Kequc / knex-stringcase

Helper switches key case for npm knex
https://www.npmjs.com/package/knex-stringcase
ISC License
52 stars 8 forks source link

JSONB and JSON type fields values should be untouched! #16

Closed Kostanos closed 5 years ago

Kostanos commented 5 years ago

Apparently this "plugin" also camelcasing the JSON inside the field of JSON type, which limits a lot of it uses.

As, I have some JSONs coming from third party modules, and I can "touch" them.
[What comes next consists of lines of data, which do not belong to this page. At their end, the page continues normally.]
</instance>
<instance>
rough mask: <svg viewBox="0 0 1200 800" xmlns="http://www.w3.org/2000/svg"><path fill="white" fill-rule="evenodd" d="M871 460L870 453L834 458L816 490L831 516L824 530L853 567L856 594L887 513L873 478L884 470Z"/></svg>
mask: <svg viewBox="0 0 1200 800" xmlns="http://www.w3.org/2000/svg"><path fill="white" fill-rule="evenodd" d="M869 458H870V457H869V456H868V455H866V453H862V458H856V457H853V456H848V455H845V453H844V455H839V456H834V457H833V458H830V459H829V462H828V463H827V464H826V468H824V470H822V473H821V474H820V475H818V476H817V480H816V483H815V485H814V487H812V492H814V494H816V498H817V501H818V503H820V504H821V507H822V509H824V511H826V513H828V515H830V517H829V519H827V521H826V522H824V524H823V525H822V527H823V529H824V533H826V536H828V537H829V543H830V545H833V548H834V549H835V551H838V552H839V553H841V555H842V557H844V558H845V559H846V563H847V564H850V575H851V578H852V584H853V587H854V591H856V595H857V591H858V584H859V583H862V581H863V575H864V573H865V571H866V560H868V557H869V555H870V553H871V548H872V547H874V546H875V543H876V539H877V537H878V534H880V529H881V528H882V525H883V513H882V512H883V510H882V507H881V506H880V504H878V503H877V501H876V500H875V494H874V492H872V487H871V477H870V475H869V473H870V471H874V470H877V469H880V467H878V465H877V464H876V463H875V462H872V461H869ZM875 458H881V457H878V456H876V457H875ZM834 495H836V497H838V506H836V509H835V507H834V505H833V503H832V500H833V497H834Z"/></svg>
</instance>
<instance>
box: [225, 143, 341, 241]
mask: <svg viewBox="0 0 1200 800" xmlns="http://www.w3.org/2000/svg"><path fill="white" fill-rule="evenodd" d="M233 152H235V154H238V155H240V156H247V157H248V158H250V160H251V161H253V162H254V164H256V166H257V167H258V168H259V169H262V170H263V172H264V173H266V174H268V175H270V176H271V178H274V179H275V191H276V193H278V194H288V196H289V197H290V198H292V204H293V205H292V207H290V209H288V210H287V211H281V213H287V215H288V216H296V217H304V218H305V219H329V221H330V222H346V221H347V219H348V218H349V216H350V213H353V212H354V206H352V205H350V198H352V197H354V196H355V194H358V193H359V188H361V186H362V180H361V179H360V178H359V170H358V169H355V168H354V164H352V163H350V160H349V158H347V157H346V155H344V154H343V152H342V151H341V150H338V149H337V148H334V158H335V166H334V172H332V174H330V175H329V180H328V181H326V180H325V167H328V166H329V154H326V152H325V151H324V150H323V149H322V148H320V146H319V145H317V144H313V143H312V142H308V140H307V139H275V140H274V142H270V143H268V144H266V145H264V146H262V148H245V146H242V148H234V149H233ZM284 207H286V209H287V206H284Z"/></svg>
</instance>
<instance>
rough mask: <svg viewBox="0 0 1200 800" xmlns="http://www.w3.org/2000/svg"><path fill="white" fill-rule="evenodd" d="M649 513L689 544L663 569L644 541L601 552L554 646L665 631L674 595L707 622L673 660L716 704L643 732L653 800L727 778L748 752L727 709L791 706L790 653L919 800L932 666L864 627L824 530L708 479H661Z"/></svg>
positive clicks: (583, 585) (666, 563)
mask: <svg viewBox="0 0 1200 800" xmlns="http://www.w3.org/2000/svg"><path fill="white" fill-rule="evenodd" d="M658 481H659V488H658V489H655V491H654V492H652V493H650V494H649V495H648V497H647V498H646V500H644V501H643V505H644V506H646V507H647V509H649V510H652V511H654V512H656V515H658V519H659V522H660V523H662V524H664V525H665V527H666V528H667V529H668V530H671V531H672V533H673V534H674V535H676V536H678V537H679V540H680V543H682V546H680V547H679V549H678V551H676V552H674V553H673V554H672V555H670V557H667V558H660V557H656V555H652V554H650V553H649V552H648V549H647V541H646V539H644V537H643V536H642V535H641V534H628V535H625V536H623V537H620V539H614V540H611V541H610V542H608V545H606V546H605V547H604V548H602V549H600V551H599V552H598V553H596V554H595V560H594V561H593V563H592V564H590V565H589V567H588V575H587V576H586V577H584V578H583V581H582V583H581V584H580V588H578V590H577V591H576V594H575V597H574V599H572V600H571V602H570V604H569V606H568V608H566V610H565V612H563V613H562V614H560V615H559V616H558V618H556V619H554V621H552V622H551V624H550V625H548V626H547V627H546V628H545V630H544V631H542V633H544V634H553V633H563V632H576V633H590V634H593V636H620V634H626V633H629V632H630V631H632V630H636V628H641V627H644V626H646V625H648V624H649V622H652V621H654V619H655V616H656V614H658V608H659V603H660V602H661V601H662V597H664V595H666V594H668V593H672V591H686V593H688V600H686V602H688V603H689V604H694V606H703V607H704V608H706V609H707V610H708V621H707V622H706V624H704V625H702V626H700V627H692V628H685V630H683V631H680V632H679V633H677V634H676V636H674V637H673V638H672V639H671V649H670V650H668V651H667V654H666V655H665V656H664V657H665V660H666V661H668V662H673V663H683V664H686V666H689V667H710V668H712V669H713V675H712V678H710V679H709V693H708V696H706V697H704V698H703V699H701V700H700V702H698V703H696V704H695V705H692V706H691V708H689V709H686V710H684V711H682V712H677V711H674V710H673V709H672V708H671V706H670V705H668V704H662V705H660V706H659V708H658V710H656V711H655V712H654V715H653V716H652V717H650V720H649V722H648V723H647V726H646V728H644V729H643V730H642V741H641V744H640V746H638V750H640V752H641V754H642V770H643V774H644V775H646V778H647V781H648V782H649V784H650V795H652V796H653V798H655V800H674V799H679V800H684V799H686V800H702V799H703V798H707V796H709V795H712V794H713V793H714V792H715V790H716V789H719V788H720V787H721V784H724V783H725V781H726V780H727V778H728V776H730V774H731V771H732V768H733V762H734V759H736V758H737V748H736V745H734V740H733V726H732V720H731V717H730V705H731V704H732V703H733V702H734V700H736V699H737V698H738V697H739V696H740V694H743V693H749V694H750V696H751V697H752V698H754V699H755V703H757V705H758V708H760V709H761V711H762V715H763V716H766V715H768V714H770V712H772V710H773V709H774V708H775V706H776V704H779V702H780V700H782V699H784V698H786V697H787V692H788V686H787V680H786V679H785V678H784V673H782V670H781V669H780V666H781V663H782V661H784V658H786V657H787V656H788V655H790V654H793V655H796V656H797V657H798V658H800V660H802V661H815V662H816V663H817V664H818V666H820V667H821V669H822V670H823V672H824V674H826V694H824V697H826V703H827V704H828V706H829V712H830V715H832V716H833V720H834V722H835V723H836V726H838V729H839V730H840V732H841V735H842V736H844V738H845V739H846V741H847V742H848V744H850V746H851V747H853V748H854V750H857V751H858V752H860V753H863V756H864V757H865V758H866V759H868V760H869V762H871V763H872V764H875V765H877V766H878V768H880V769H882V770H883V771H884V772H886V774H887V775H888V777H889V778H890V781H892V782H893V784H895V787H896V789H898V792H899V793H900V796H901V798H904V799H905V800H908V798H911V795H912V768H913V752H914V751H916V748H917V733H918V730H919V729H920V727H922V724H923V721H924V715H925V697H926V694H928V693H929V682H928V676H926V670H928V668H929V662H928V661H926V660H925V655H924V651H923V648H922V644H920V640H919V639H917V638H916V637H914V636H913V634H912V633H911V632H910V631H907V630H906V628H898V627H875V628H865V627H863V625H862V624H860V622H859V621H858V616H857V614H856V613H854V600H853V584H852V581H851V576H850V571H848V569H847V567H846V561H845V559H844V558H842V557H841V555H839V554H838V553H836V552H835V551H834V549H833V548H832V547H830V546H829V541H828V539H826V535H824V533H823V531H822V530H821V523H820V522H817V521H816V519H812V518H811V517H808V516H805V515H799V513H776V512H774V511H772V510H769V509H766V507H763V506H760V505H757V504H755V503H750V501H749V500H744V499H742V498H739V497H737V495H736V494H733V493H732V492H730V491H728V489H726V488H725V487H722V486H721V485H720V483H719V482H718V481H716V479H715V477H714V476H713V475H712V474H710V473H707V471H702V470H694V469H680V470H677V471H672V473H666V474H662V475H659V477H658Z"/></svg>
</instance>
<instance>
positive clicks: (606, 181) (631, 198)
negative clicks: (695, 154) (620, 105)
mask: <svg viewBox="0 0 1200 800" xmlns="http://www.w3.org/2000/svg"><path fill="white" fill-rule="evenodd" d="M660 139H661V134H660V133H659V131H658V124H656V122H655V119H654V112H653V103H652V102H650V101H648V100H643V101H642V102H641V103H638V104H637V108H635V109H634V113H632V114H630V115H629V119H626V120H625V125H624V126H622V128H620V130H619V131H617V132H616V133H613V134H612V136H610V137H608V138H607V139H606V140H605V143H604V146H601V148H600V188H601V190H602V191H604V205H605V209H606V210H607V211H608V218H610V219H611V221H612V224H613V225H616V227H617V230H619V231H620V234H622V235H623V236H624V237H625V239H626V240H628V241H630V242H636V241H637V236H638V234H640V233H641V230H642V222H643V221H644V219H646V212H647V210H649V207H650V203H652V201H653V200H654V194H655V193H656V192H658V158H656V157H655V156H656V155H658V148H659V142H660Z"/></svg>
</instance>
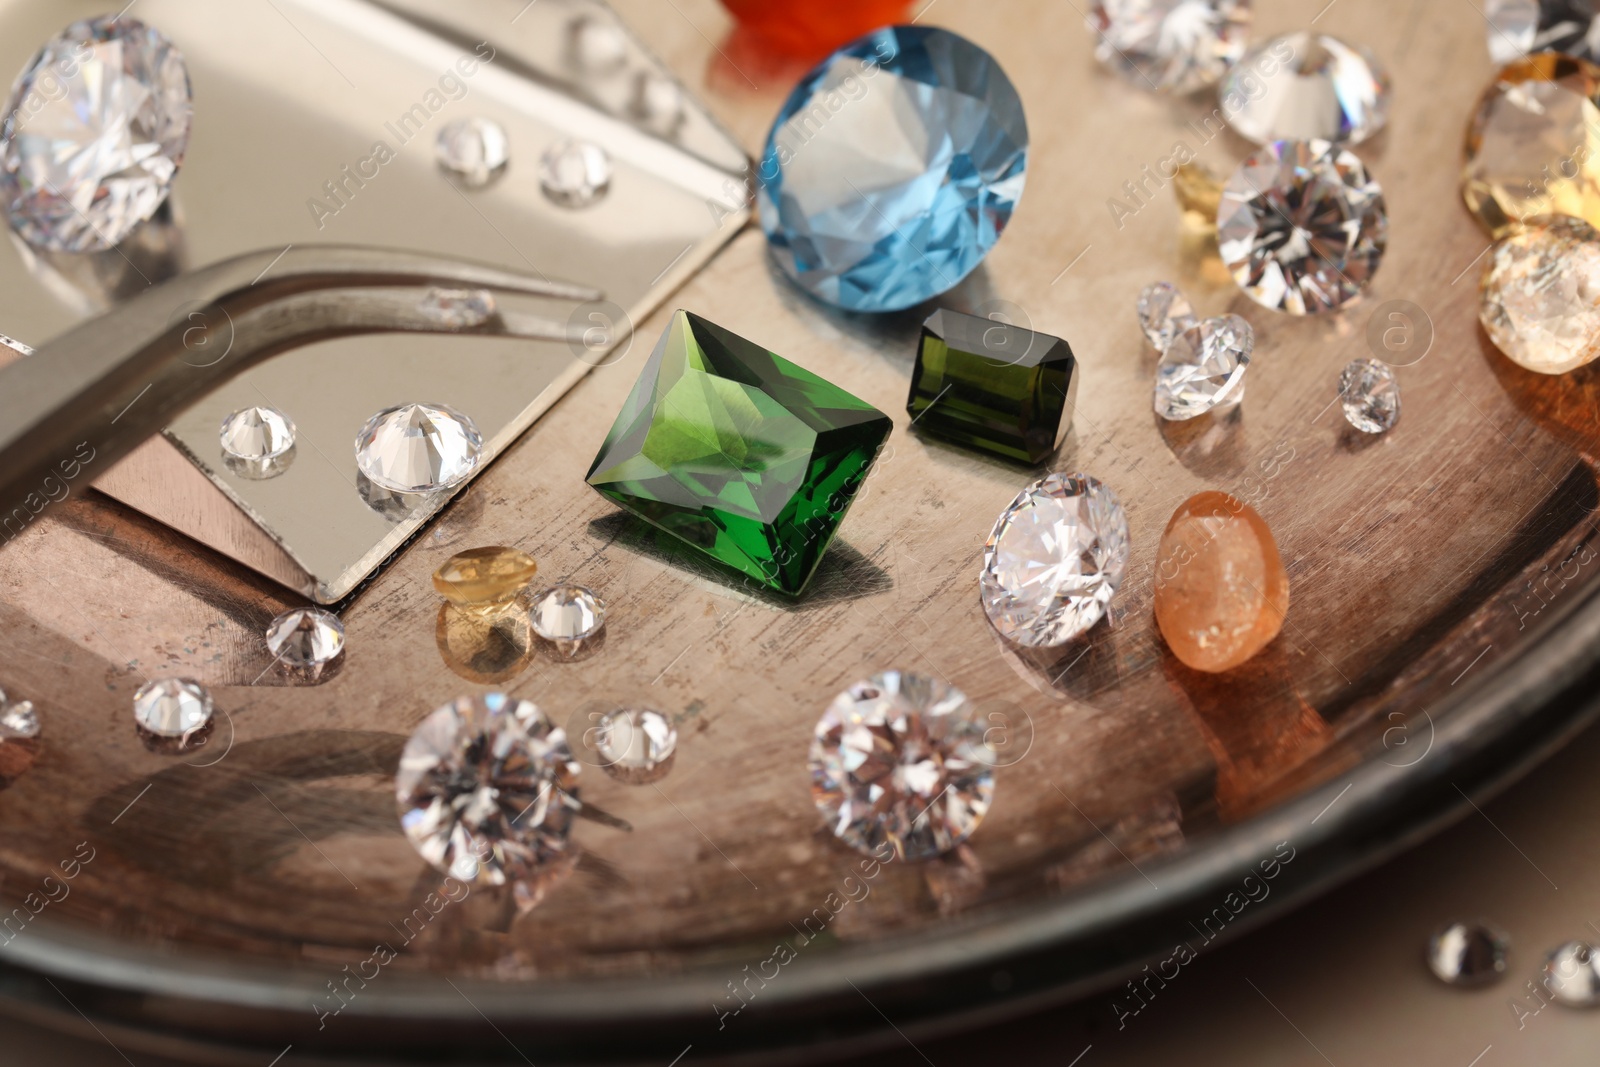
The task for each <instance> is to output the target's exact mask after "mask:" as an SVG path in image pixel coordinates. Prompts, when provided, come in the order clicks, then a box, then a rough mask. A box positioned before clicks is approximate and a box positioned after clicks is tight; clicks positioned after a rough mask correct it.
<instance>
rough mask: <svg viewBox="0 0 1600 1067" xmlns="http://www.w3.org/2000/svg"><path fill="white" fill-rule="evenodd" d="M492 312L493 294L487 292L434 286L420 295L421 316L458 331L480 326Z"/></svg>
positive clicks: (493, 312) (486, 320) (495, 309)
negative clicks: (421, 314) (459, 330)
mask: <svg viewBox="0 0 1600 1067" xmlns="http://www.w3.org/2000/svg"><path fill="white" fill-rule="evenodd" d="M494 312H496V304H494V294H493V293H490V291H488V290H446V288H438V286H435V288H432V290H429V291H427V293H424V294H422V314H424V315H427V317H429V318H432V320H434V322H438V323H445V325H446V326H453V328H458V330H464V328H467V326H482V325H483V323H486V322H488V320H490V318H491V317H493V315H494Z"/></svg>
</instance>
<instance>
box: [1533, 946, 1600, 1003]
mask: <svg viewBox="0 0 1600 1067" xmlns="http://www.w3.org/2000/svg"><path fill="white" fill-rule="evenodd" d="M1544 987H1546V989H1547V990H1550V995H1552V997H1555V1000H1557V1003H1562V1005H1566V1006H1568V1008H1595V1006H1600V952H1595V950H1594V947H1592V945H1589V942H1586V941H1568V942H1566V944H1563V945H1560V947H1558V949H1555V950H1554V952H1552V953H1550V955H1549V957H1547V958H1546V960H1544Z"/></svg>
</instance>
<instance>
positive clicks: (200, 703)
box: [133, 678, 216, 739]
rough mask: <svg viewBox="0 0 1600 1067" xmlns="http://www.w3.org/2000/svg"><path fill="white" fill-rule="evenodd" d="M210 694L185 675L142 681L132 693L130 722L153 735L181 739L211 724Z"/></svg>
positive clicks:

Kequc commented 5 years ago

The recursive nature of this library is because there are ways of returning deeply nested results from sql. Is there a way to detect that it is a json field returned from knex? Perhaps not have knex automatically parse json for example.

I'm not sure it's possible to make everyone happy.

Kequc commented 5 years ago

Which 3rd party modules are you using?

Kequc commented 5 years ago

Something I have been thinking about is replacing the ignoreStringcase option with an object where you can define a structure. For example:

{
    users: {
        field_to_ignore: true
    }
}

or maybe:

{
    users: ['field_to_ignore']
}

and it'd still work for people returning nested results like:

{
    users: {
        some_nested_result: ['field_to_ignore']
    }
}

Then the library would ignore that field and return a value from it as is. I wonder if that would be better than the dynamic way it is now.

Kostanos commented 5 years ago

Completely agree with you, it will be difficult or impossible to separate JSON field vs other type of object, perhaps, currently I found a workaround, and did something like this:

  ignoreStringcase: (obj) => !('id' in obj || 'product_id' in obj),

As in general, in my case, the field's JSON data use to not have 'id' or other '*_id' related fields, so this workaround works for me for now.

We can close this issue if you wish. Or keep discussing about ignoring field names as you mentioned.

Kequc commented 5 years ago

Or maybe... I could pass a second parameter to ignoreStringcase() which is the current path like... "users.field_to_ignore". Then if you really wanted you could use it to return true or false like.

ignoreStringcase: (obj, path) => path === 'users.field_to_ignore'

I remember trying this at one point and not being happy with the implementation. I'm not sure it would be easy. If I remember right the biggest problem is I couldn't figure out which table the result was coming from.

Otherwise, exactly what you did is what I was going to suggest I just wanted to keep my comments brief.

I suppose the third option would be for the lib to read from the knexjs schema somehow and try to interpret field values from that. But I'd have to look into it more deeply. Again I think not knowing the table is the biggest limitation.

I'll leave this open for a week or so in case anyone has suggestions.

Kequc commented 5 years ago

I've released 1.2.4 that adds some more parameters to ignoreStringcase.

The second parameter is the field name, so for example if all of your json fields end in "_json" maybe you could:

ignoreStringcase: (obj, name) => name.endsWith('_json')

The third parameter is the queryContext. As long as you define a queryContext in your request maybe you could use it to specify fields to ignore on the fly like so:

knex('users')
  .queryContext({ ignore: ['my_field'] })
  .select();
function ignoreStringcase(obj, name, queryContext) {
    const ignore = (queryContext || {}).ignore || [];
    return ignore.includes(name);
}

Or however you want to use it. I'm not sure I've never been clear on the usefulness of queryContext but there it is. Let me know if this helps.

Kequc commented 5 years ago

If you don't want to use any nested features and for it to behave like your fork you can use the above new feature for that.

{
    ignoreStringcase: (obj, name) => name !== ''
}

It will immediately return any object that has a key so that should cover everything I think.